Brief tip 2: Manage those expectations!

Excuse me for the use of the exclamation mark in the title. I promise not to do it again, but as this point was beaten to the #1 spot, I just had to do it. :-) I can’t say strongly enough how important I feel this is.

Let’s take a slightly academic approach. Let’s say that customer satisfaction relies primarily on:
1) What the customer expects
2) What you deliver in your project

Now, how long do you spend doing 1) and 2) during the whole life cycle of the project? Seriously, do think about it for a minute. I have found that it can sometimes be extreme. That holds true both on a project level, but also on the micro level – haven’t you sometimes spent hundreds of hours tweaking a feature that the customer didn’t actually find that important? Could you maybe just have negotiated that out, perhaps giving something more valuable with less work in return?

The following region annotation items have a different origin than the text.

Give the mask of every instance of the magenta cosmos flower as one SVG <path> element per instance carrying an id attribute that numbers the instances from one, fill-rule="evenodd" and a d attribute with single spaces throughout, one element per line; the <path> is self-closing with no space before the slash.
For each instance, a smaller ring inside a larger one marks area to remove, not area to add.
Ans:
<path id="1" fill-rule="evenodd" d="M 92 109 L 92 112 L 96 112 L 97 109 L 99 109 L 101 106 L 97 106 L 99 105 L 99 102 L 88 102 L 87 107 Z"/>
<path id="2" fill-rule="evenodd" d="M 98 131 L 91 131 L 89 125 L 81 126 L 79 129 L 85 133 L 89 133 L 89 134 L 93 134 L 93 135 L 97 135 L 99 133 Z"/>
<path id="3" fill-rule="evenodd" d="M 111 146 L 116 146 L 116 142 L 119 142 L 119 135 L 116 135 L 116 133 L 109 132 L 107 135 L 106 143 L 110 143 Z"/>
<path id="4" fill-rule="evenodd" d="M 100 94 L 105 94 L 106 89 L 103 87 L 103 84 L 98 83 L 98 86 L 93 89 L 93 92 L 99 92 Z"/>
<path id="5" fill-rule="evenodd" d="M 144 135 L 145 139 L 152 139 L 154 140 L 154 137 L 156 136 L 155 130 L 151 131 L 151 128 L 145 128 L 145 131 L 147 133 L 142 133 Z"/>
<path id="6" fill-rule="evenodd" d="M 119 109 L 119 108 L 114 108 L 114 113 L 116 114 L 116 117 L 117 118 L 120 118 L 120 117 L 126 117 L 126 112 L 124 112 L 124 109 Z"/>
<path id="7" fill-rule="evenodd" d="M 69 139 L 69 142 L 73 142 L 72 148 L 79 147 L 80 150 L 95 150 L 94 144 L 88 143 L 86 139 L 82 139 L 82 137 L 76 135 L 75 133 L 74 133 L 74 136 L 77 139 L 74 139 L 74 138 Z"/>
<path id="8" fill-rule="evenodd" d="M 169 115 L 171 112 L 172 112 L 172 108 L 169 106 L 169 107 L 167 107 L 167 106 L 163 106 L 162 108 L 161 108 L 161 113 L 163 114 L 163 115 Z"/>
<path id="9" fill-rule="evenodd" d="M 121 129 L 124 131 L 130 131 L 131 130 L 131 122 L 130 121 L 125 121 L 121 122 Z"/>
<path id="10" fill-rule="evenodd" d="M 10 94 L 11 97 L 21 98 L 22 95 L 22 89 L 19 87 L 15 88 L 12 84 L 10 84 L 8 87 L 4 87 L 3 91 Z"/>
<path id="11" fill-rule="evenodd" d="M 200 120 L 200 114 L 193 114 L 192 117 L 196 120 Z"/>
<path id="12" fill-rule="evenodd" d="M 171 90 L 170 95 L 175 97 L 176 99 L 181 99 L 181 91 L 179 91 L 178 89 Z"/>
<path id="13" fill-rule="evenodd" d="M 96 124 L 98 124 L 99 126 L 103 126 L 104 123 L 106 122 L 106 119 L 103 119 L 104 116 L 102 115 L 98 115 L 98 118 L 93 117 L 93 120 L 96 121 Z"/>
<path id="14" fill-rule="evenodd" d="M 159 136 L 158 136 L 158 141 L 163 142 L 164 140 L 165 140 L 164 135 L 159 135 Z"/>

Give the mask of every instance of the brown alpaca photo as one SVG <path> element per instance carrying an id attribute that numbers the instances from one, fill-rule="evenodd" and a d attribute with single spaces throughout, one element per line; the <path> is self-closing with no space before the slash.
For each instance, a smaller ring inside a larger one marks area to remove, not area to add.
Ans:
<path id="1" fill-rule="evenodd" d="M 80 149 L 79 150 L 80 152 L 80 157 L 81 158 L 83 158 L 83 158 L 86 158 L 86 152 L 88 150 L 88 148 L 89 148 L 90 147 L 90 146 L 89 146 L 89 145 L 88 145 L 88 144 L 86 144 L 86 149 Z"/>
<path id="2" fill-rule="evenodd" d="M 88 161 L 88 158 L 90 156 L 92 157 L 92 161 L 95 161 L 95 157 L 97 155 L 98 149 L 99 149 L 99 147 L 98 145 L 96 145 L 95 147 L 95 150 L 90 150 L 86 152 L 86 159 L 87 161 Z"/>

Typically I find that way too little time and effort is spent on managing expectations. One way to uncover misaligned expectations is to be explicit about what you are NOT planning to deliver or do. Expectation management is not an one-off in an early phase, but something that you continue to do at every chance all the way until the project is signed off. Thus I formulate my tip #2 as:

Be sure to use every chance throughout the project to manage expectations

The process of managing the expectations all the way through the project is not only to the benefit of the supplier. Another expression for managing the expectations could actually be to really understand the customer’s needs. So if it is more politically correct, feel free to change the title of the point to “ensure mutual understanding”…

You can talk about managing expectations internally as well (for instance for the team or line management if you are in a matrix organization environment), but I won’t do that here.

That was my tip #2. I look forward to read any comments – even if you don’t agree, or maybe particularly if that is the case.